Since I quite like Carmel Caccopardo and his policies, I wouldn’t mind one bit if either of the two political parties would be forced to sit in coalition with him to govern the country (in an election where the PN would have done rather better than this time). Since Labour obtained more votes than the PN and the ADPD put together, I also would have liked to have Carmel Caccopardo or Arnold Cassola make an adorable nuisance of themselves from the opposition benches. I agree our polity would change for the better.
But I rather suspect that is not the likeliest scenario. I would be horrified at the idea that a party winning a relative majority of votes (think PN in 2008) would be forced to sit in a governing coalition with Norman Lowell sitting alone on a single seat obtained because of a single national quota.
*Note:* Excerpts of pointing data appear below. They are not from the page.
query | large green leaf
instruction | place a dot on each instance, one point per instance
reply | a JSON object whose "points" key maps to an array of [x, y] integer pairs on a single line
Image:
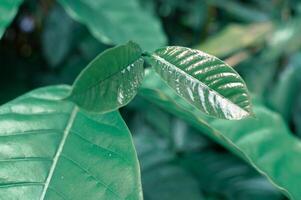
{"points": [[111, 80], [264, 142], [8, 10], [117, 21], [203, 80], [51, 150]]}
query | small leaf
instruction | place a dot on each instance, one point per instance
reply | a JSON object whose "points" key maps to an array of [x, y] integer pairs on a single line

Therein lies disaster. Someone might refer to the Nazis in the Reichstag, but I wouldn’t go that far. Consider Israeli politics where political parties must dance to the tune of single seat parties of religious extremists or promised land settlers on the West Bank.
Look, I know there are fascists in the ranks of the two major parties. But at least I know that the individual MPs with fascist tendencies must contend with the rest of their party and their Parliamentary groups. But a neo-Nazi reporting to no one can alone cause more harm than anyone belonging to a larger political grouping.
We can’t design an electoral system based on the desire that it would elect people that agree with us. That’s just not how things work.
In sum, yes, let’s reform our electoral laws to remove the absurd barrier of requiring a candidate from a third party to single-handedly win a seat for their party in a single district to make it to Parliament. By all means let’s allocate seats in Parliament according to a national quota system (whether we abolish the districts or not). Let’s set a number above which all parties would be guaranteed access to Parliament.
But, please, let that number be also such that below which anti-democratic radicals who live to undermine the democracy they would abuse would be kept out of the arsenal underneath Parliament.